C’est donc un roman assez ambitieux pour un premier roman, de par sa narration difficile à gérer et pourtant assez bien maîtrisée, et par son sujet, son ambiance et son style.
Habitué au milieu hospitalier (Jonquet travailla en ergothérapie, Gériatrie, en neuropsychiatrie infantile), il n’est pas étonnant que l’écrivain se serve de son expérience personnelle pour développer son premier ouvrage.
Cynthia est dans l’institut depuis deux ans sans que ses parents (enfin, sa mère et son beau-père), ne viennent vraiment la voir, et n’a pour unique passion que celle d’emmerder le plus possible le docteur Morier qu’elle surnomme « L’ordure » et dont elle cherche à se venger pour des raisons que le lecteur connaîtra plus tard. Déclarée débile, incapable de se mouvoir, de parler, elle passe son temps à baver, la tête penchée, les yeux dans le vide.
Le docteur Morier est un ancien chirurgien ambitieux qui prépare un ouvrage sur sa spécialité chirurgicale, qui, il espère, lui permettra de retrouver son statut et sa femme, dont il est séparé contre son gré.
Jean est le fils d’une amie de la femme du docteur Morier. C’est pour cette raison qu’il a pu obtenir un stage dans l’institut, le temps d’un été, pour s’occuper, la nuit, des rares pensionnaires qui ne sont pas chez leurs parents ou en colonie, c’est-à-dire trois enfants, dont un trisomique et Cynthia. Le jeune homme est un obsédé sexuel frustré par son impuissance.

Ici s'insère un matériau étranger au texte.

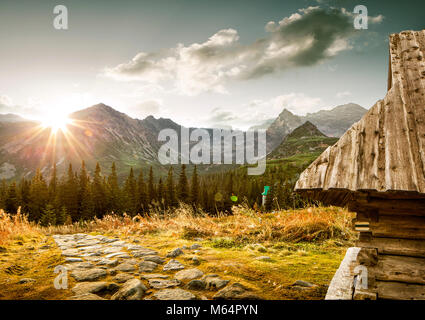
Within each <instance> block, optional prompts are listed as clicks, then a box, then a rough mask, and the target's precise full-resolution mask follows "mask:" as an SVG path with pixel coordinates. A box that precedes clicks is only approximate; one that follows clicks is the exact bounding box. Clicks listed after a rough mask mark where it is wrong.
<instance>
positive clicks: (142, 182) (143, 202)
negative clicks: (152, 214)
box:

Ce sont donc trois personnages diamétralement opposés qui se croisent dans ce roman et dans l’histoire, chacun avec son obsession qui, comme toute obsession, occupe le principal de leurs journées et de leurs vies.

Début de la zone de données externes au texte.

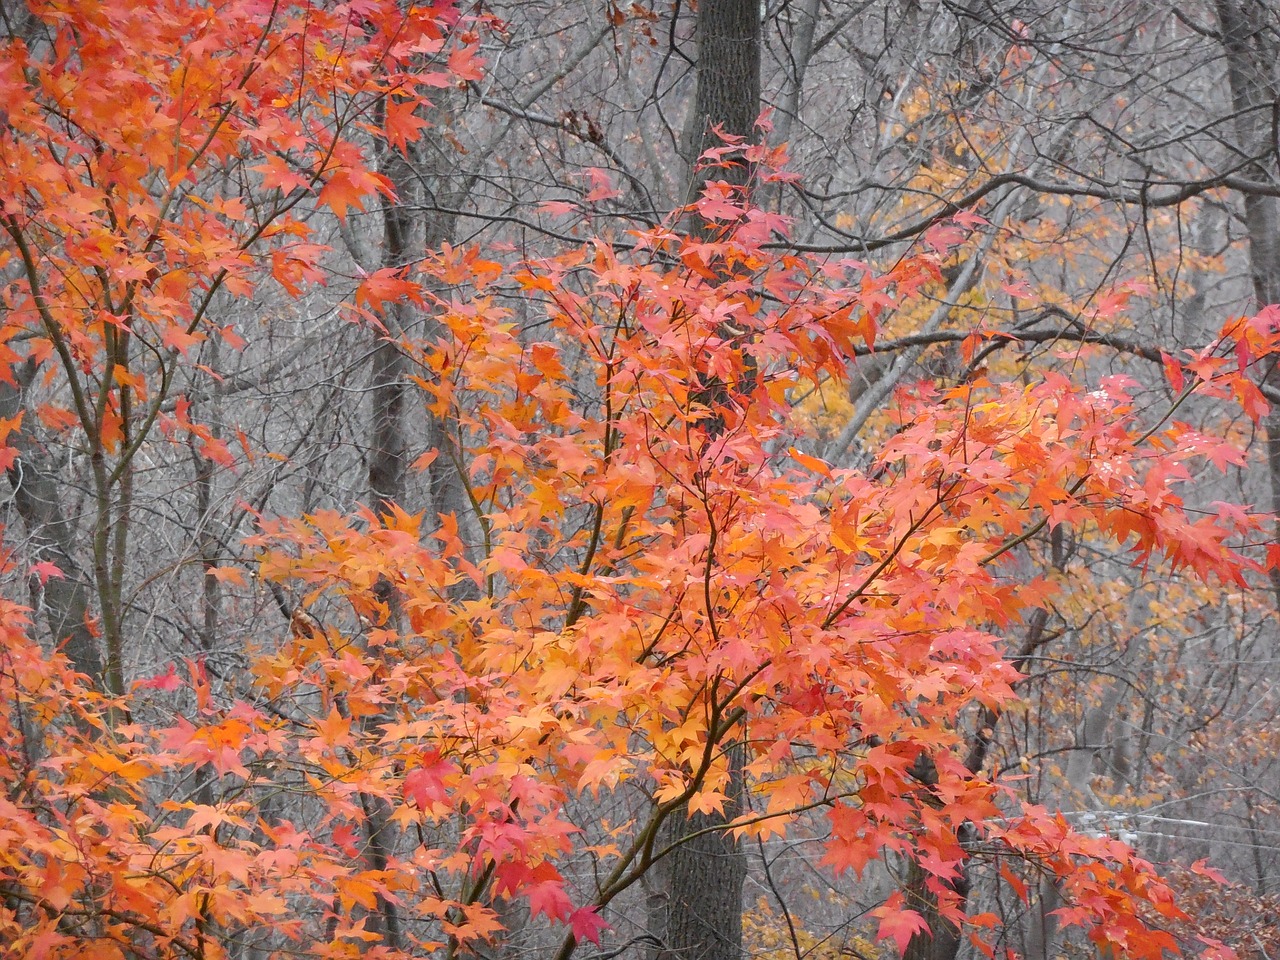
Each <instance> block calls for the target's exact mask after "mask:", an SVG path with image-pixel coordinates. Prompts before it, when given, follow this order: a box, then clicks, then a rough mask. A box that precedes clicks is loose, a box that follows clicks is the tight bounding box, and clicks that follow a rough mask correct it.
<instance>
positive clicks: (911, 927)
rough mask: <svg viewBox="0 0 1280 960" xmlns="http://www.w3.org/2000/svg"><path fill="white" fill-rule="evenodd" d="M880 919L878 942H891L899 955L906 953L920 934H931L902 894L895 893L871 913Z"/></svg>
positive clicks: (918, 914) (927, 926)
mask: <svg viewBox="0 0 1280 960" xmlns="http://www.w3.org/2000/svg"><path fill="white" fill-rule="evenodd" d="M870 915H872V916H878V918H879V925H878V927H877V931H876V936H877V938H878V940H891V941H893V943H895V946H897V952H899V954H905V952H906V946H908V943H910V942H911V938H913V937H915V936H916V934H920V933H928V932H929V924H928V923H925V922H924V918H923V916H920V914H918V913H916V911H915V910H910V909H908V906H906V902H905V900H904V899H902V895H901V892H896V891H895V892H893V893H892V895H891V896H890V899H888V900H886V901H884V902H883V904H881V905H879V906H877V908H876V909H873V910H872V911H870Z"/></svg>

Jonquet doit donc s’approprier trois personnages, inventer trois vies, trois langages. Des langages, pour la plupart, pas très châtiés, de par l’âge, de par l’obsession, de par la rage...
On se doute, quand on connaît Jonquet, et quand on a lu la 4e de couverture, que la rencontre de ses trois personnages va mal se passer et qu’elle va faire des éclats.

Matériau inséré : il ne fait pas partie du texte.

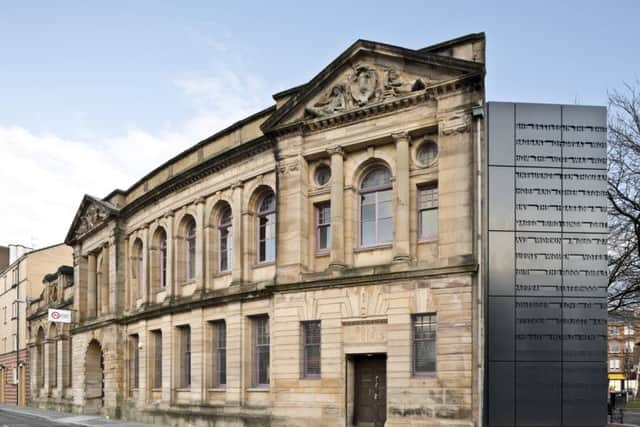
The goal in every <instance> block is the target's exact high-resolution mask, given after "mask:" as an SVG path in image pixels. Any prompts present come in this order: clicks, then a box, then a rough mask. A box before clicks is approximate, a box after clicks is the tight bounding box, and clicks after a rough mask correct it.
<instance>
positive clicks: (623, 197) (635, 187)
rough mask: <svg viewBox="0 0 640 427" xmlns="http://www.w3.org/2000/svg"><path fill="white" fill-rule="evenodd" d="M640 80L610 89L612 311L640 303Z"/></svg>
mask: <svg viewBox="0 0 640 427" xmlns="http://www.w3.org/2000/svg"><path fill="white" fill-rule="evenodd" d="M638 86H640V82H636V85H635V86H634V85H630V84H625V89H624V91H622V92H619V91H617V90H616V91H613V92H611V93H609V125H608V126H609V133H608V159H609V188H608V198H609V230H610V231H609V248H608V252H609V260H608V265H609V311H610V312H615V311H618V310H625V311H626V310H633V309H634V308H635V307H637V306H640V246H639V244H638V243H639V242H640V93H639V92H638V88H637V87H638Z"/></svg>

Parfois glauque, parfois vulgaire, parfois sombre, ce roman, dont l’aspect policier est réduit à sa portion congrue, aurait pu être, pour moi, rédhibitoire s’il n’était pas né de la plume de Thierry Jonquet, dont je connais le talent de surprendre le lecteur avec un final inattendu, et s’il n’était pas si court.
Non pas qu’il soit mauvais, mais le sujet n’est pas fait pour m’attirer et me retenir.
Non pas qu’il soit mal écrit, même si j’ai trouvé le style parfois maladroit, parfois facile, rarement recherché (mais là, le sujet ne s’y prête pas vraiment).
Au final, même si « Mémoire en cage » est loin de concurrencer, pour moi, bien d’autres romans de l’auteur, il faut lui reconnaître une audace et une certaine maîtrise appréciable pour un tout premier roman. Une œuvre liminaire qui était prometteuse à son époque et qui a, depuis, tenu toutes ses promesses.